This Week in Big Ten Hockey: Minnesota ‘just in a great spot,’ focusing on creating, maintaining momentum moving forward

Brody Lamb buried the overtime game winner as Minnesota won the Big Ten series opener at Wisconsin, 2-1 last Friday night (photo: Brad Rempel).

A marathon with potential for a photo finish, run on a treadmill.

That’s what this Big Ten season feels like.

With a month to go before conference playoffs begin, the standings seem to be nearly standing still. Michigan State remains at the top, Ohio State at the bottom, and any movement in between seems nearly negligible – until you take a slightly closer look.

In the second half of the season, B1G teams have played as many as eight conference games and as few as six. Going 5-3 since B1G play resumed in January, the Spartans have earned 15 points. That’s only two more than Minnesota has earned in two fewer games. Everyone else has earned 12 or fewer.

The landscape seems still, but the Gophers are on the move.

“Our team right now is just in a great spot.” That’s what Minnesota coach Bob Motzko told Minnesota play-by-play announcer Wally Shaver this week on the Gophers’ podcast after Minnesota took three of six points from Wisconsin on the road with a win and a tie.

“A lot of times you hear, ‘We’re peaking at the right time,’” said Motzko, “but how we came out of the Michigan State series and as we great during this weekend … we kept growing through the weekend, and Saturday from start to finish, we were dialed in to a player, to a man out there.”

Motzko referred to the “compete level” and “grit,” adding that “it doesn’t happen all the time.”

Minnesota beat Wisconsin 2-1 in overtime Friday on Brody Lamb’s 11th goal of the season – his fourth game winner – at 1:02 of OT.

Saturday’s game ended in a 1-1 tie with Wisconsin picking up the extra shootout point.

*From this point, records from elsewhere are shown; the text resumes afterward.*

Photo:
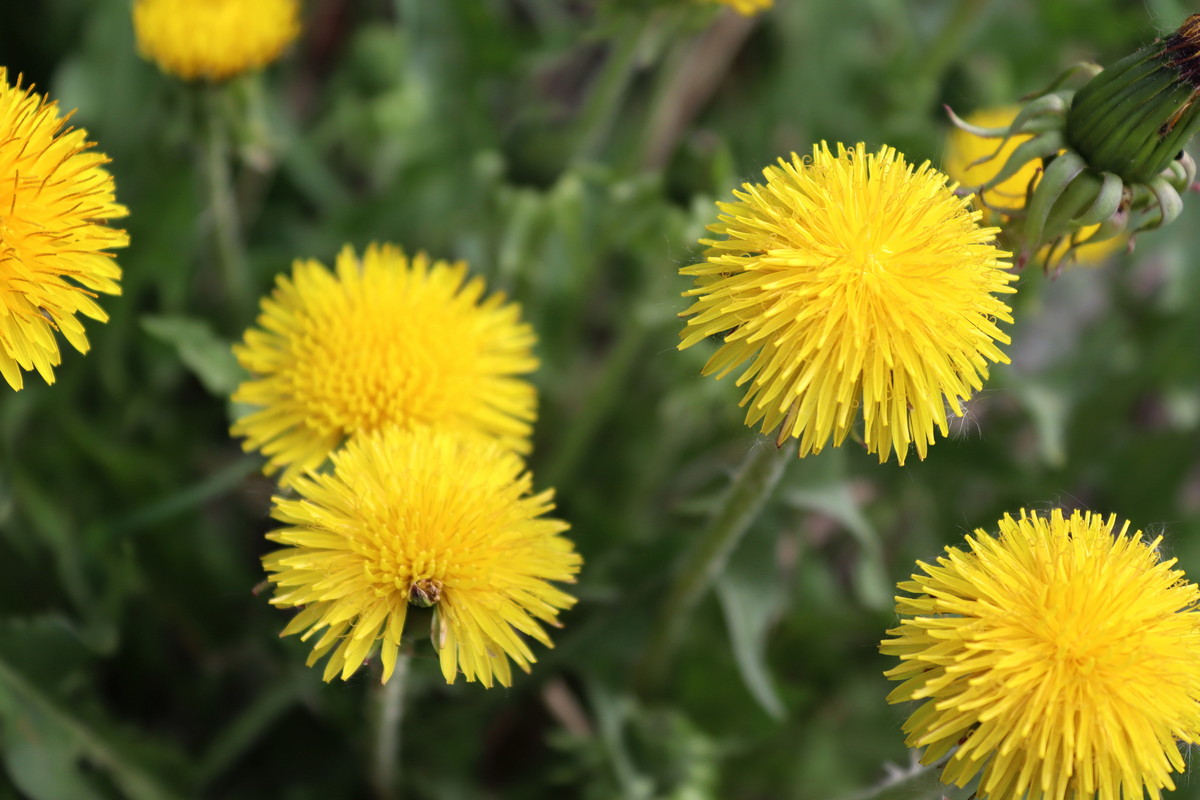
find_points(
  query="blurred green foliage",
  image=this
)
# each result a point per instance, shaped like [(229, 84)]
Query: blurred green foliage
[(571, 151)]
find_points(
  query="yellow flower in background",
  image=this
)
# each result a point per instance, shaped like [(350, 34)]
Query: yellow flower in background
[(964, 149), (1059, 660), (55, 202), (747, 7), (214, 40), (385, 341), (423, 517), (846, 281)]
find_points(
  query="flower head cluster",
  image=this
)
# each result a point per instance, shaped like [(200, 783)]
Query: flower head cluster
[(55, 203), (384, 341), (847, 280), (1059, 659), (409, 380), (214, 40), (423, 517)]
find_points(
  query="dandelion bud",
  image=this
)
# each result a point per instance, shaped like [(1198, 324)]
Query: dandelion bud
[(1134, 118), (1110, 155)]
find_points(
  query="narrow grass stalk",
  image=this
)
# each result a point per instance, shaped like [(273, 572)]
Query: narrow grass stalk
[(223, 202), (751, 489), (390, 716)]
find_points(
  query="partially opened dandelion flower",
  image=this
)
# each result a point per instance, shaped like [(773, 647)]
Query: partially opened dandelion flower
[(385, 341), (214, 40), (55, 203), (423, 517), (1060, 659), (973, 161), (851, 280)]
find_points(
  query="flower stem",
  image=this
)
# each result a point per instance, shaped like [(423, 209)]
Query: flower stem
[(223, 203), (751, 488), (385, 756), (607, 91)]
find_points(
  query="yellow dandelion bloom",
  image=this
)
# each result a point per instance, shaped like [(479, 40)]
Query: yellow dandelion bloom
[(55, 202), (967, 162), (423, 517), (747, 7), (214, 40), (385, 341), (851, 280), (1057, 660)]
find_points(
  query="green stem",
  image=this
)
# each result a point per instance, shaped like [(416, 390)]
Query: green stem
[(607, 92), (385, 756), (751, 488), (601, 398), (223, 203), (917, 781)]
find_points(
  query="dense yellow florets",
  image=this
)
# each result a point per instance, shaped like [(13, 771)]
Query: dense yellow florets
[(847, 280), (214, 40), (55, 203), (385, 341), (1057, 660), (423, 517), (748, 7)]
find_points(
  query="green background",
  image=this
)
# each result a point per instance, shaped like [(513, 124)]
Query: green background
[(532, 138)]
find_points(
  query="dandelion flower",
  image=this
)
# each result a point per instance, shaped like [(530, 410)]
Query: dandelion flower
[(851, 280), (747, 7), (214, 40), (385, 341), (973, 161), (423, 517), (55, 202), (1060, 657)]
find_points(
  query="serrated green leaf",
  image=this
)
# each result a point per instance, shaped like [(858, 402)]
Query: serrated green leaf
[(751, 602)]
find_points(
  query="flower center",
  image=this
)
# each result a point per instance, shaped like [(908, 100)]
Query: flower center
[(369, 364)]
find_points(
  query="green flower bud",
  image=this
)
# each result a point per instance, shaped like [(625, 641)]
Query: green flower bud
[(1133, 118)]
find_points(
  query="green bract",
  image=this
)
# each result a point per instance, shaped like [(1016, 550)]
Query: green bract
[(1111, 151)]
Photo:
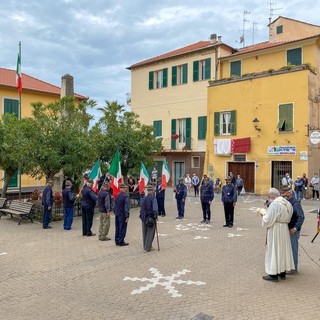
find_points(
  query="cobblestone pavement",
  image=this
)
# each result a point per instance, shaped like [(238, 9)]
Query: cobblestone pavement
[(200, 272)]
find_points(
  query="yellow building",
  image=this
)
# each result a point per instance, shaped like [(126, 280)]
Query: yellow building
[(265, 107), (170, 92), (33, 90)]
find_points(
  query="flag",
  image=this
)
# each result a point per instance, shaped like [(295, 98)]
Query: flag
[(144, 178), (18, 74), (115, 172), (95, 175), (165, 176)]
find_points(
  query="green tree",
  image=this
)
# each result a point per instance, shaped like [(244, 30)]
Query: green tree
[(120, 128), (61, 139), (15, 146)]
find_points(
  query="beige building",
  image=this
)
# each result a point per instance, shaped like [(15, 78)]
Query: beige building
[(264, 111), (170, 92)]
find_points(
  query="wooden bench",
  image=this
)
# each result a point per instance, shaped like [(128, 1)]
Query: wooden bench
[(19, 208)]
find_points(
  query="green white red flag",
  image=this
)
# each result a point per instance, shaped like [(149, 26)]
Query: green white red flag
[(95, 175), (18, 74), (115, 172), (144, 178), (165, 176)]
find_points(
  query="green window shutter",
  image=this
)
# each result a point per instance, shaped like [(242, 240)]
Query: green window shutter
[(173, 131), (11, 106), (157, 128), (207, 71), (185, 73), (235, 68), (202, 127), (174, 76), (188, 133), (216, 129), (233, 125), (151, 78), (294, 57), (195, 71), (165, 78)]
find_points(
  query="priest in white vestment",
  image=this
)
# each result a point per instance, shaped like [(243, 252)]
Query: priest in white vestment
[(279, 257)]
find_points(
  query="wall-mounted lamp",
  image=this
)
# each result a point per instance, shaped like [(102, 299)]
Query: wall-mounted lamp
[(255, 123)]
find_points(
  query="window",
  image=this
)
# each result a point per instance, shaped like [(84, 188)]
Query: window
[(182, 129), (235, 68), (279, 29), (285, 117), (202, 70), (179, 74), (294, 57), (195, 162), (225, 123), (157, 128), (202, 127), (160, 78)]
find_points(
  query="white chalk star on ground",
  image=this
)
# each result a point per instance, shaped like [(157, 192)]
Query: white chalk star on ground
[(165, 281)]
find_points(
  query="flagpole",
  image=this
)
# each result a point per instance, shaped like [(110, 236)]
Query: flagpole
[(19, 91)]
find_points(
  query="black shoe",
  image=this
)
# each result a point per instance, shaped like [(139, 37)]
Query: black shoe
[(270, 278)]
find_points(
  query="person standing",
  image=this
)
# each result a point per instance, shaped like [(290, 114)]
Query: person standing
[(47, 202), (122, 213), (89, 199), (278, 257), (295, 225), (195, 183), (148, 216), (206, 197), (229, 199), (181, 193), (298, 186), (160, 196), (305, 186), (104, 204), (314, 183), (239, 184), (68, 205)]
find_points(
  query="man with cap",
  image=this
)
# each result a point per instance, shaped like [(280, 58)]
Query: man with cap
[(122, 213), (104, 204), (89, 199), (229, 199), (294, 225), (68, 199), (47, 202), (148, 216), (181, 193)]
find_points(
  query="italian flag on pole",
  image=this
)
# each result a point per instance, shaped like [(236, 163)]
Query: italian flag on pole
[(18, 74), (144, 178), (115, 172), (95, 175), (165, 175)]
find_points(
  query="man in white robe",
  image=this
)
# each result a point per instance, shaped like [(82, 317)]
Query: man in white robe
[(279, 257)]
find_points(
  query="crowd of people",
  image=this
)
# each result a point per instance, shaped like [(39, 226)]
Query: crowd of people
[(283, 216)]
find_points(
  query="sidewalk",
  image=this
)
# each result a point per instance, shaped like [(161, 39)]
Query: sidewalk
[(200, 272)]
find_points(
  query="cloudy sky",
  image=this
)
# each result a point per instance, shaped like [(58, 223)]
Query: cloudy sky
[(96, 40)]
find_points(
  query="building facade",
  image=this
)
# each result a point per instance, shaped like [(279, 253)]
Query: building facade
[(169, 92), (265, 106)]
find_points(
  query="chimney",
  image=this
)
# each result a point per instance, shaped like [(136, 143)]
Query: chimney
[(213, 38), (67, 88)]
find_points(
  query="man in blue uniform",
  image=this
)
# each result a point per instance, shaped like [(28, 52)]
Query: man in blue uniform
[(181, 192), (148, 215), (47, 202), (122, 213), (68, 205), (229, 199), (89, 199)]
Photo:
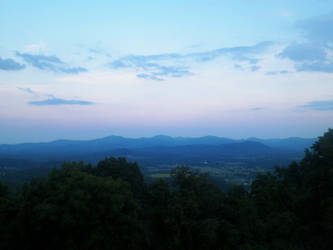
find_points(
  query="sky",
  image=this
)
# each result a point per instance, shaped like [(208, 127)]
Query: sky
[(88, 69)]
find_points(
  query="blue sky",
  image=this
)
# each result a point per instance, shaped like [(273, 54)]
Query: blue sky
[(80, 69)]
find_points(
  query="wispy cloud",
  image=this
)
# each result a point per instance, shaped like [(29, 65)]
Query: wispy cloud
[(256, 108), (58, 101), (10, 64), (319, 105), (282, 72), (51, 100), (29, 91), (157, 67), (51, 63), (314, 54)]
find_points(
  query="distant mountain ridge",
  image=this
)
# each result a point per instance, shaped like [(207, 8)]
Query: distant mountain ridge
[(117, 142)]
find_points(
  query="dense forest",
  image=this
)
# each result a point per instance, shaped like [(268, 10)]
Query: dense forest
[(110, 206)]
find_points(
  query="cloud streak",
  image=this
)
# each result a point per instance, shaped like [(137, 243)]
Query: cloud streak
[(315, 53), (157, 67), (49, 63), (10, 65), (59, 101), (319, 105)]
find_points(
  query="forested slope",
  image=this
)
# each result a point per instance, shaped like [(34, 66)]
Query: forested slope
[(109, 206)]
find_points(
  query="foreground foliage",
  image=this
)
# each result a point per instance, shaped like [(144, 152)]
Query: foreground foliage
[(111, 207)]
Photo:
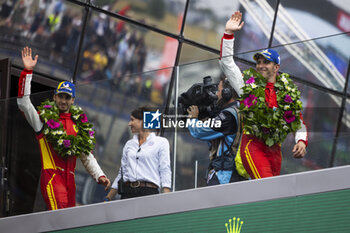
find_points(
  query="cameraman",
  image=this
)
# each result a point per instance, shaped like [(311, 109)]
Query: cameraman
[(221, 140)]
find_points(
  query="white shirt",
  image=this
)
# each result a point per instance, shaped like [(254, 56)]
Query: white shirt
[(149, 162)]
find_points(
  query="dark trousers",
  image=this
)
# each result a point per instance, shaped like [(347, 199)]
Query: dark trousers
[(130, 192)]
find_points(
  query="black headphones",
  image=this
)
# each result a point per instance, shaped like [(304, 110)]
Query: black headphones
[(226, 92)]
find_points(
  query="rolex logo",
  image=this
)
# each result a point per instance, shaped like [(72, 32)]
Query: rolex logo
[(234, 226)]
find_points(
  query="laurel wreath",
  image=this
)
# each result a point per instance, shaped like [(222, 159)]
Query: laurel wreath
[(271, 125), (67, 145)]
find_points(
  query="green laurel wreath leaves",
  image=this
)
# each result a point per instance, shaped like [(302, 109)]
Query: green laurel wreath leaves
[(67, 145)]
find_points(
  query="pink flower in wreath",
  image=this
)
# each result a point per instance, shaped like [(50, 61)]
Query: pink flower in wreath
[(288, 99), (83, 118), (250, 100), (53, 124), (288, 116), (66, 143), (250, 80)]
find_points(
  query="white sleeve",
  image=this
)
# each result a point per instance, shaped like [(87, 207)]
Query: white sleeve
[(24, 103), (122, 166), (229, 67), (91, 165)]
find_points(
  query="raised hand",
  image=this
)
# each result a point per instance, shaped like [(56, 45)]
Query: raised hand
[(27, 59), (235, 23), (299, 150)]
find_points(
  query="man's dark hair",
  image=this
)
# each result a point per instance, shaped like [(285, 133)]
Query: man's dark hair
[(138, 112)]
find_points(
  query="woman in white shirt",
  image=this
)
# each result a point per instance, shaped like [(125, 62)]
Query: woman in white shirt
[(145, 164)]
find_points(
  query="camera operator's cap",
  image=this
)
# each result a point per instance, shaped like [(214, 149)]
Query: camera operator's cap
[(66, 87), (270, 55)]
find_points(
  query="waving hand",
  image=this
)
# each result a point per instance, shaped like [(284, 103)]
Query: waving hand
[(28, 62)]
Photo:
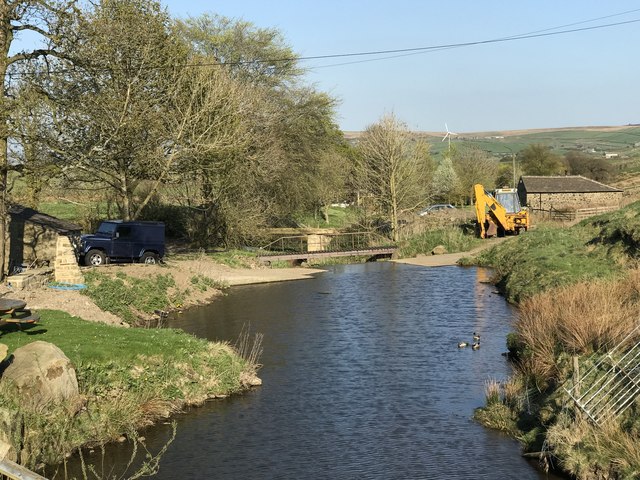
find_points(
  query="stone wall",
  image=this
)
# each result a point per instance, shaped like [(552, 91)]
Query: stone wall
[(29, 242), (573, 201), (66, 265)]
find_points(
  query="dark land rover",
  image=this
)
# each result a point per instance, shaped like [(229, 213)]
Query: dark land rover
[(119, 241)]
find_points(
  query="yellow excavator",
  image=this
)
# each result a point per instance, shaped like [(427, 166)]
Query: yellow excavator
[(499, 214)]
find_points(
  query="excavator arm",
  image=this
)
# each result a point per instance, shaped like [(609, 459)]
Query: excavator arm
[(493, 217)]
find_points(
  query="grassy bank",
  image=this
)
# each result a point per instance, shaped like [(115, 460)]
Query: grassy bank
[(548, 257), (578, 291), (128, 378)]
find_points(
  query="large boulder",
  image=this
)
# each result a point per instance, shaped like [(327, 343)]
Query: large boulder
[(43, 375)]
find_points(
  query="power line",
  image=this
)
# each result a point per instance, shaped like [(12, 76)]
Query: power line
[(395, 52)]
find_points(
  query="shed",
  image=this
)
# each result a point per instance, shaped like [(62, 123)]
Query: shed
[(566, 192), (33, 236)]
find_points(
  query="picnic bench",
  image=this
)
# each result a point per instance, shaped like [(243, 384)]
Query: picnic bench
[(16, 311)]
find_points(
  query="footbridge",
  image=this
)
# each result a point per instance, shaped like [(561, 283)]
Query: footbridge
[(310, 244)]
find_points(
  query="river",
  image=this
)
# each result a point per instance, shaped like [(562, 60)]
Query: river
[(362, 379)]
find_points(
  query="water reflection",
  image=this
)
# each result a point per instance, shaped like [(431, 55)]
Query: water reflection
[(362, 379)]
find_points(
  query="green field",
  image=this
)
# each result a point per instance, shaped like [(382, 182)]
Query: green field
[(620, 140)]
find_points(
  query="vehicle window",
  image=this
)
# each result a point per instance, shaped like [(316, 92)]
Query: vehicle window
[(107, 228), (124, 231)]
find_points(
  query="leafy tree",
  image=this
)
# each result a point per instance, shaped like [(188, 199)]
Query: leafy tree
[(596, 168), (257, 55), (395, 170), (538, 159)]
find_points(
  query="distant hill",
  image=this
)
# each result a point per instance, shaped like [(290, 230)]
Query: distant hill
[(597, 140)]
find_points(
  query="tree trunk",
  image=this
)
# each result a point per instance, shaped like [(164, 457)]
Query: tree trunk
[(6, 36)]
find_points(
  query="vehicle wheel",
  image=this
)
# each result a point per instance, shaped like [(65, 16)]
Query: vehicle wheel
[(149, 258), (95, 258)]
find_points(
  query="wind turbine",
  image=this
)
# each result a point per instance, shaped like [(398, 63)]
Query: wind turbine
[(447, 136)]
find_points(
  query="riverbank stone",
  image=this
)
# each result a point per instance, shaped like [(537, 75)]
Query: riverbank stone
[(439, 250), (43, 375)]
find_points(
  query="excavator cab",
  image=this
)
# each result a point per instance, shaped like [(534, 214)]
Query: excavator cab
[(499, 214), (508, 198)]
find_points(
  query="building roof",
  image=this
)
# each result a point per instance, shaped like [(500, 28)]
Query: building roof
[(33, 216), (564, 184)]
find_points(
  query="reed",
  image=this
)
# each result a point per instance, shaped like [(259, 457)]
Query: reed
[(577, 320)]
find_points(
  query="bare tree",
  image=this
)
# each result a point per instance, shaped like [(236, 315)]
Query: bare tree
[(395, 170), (538, 159), (48, 20), (472, 166)]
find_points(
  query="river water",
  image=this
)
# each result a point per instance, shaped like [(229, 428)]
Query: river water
[(362, 380)]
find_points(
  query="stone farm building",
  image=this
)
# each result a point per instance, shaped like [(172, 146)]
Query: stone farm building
[(33, 237), (567, 193)]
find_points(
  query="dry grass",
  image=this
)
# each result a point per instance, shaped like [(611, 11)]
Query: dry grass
[(588, 451), (492, 391), (579, 319)]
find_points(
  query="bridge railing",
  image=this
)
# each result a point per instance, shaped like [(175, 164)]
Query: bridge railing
[(334, 242)]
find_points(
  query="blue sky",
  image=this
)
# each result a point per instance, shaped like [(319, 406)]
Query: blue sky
[(576, 79)]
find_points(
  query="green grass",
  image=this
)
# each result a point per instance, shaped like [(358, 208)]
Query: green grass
[(127, 377), (548, 257), (127, 296), (338, 218)]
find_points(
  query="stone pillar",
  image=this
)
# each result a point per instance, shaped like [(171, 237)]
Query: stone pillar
[(66, 265)]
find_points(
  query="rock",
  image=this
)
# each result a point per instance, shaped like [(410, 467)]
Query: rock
[(43, 374), (439, 250), (9, 425)]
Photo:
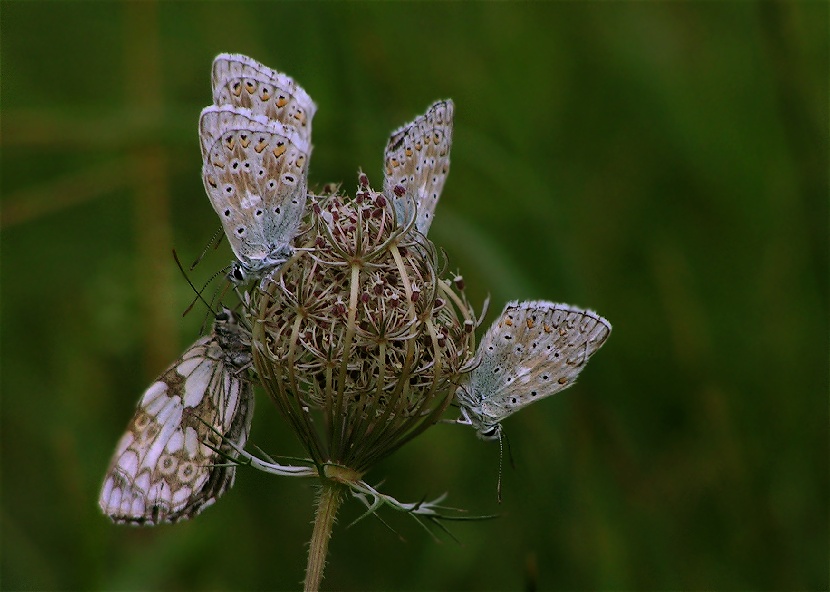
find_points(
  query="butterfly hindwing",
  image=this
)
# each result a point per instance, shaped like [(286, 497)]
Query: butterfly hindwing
[(170, 464), (255, 173), (533, 350), (417, 160)]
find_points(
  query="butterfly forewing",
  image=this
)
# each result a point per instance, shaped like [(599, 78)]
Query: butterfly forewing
[(533, 350), (172, 461), (417, 161), (243, 82), (255, 173)]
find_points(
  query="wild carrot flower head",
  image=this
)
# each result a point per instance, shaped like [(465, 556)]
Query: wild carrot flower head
[(360, 340)]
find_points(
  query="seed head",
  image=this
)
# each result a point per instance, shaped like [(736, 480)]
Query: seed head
[(359, 339)]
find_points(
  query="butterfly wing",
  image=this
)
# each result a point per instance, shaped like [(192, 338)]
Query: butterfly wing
[(534, 350), (255, 173), (166, 467), (417, 161), (243, 82)]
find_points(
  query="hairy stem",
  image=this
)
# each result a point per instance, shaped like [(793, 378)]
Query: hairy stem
[(331, 495)]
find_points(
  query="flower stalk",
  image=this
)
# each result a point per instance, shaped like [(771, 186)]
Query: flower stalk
[(328, 502)]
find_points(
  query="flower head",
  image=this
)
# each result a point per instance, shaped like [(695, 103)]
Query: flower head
[(360, 340)]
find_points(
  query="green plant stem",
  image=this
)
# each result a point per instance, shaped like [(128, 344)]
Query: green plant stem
[(331, 495)]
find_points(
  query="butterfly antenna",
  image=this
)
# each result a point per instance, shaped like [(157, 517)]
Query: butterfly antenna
[(501, 456), (214, 242), (190, 283)]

In regulation in that contest, the Gophers had two goals disallowed – “two horrendous calls,” said Motzko.

At 13:50 in the second period, Ryan Chesley appeared to have scored for Minnesota, but the Badgers challenged the goal, and it was overturned for goaltender interference.

Then at 17:20 in the third, Mason Nevers found the back of the Wisconsin net, but the goal was waved off again for contact with Badgers goaltender Kyle McClellan.

“I thought we deserved a better fate obviously,” said Motzko. “That was the best Gopher game in my six years, from start to finish.”

The Minnesota-Wisconsin series was a second-half offensive outlier for both teams. Both the Gophers and the Badgers have been averaging well above three goals per game this season. The teams combined for five goals total. Neither team scored on one of the five total power-play opportunities in the series.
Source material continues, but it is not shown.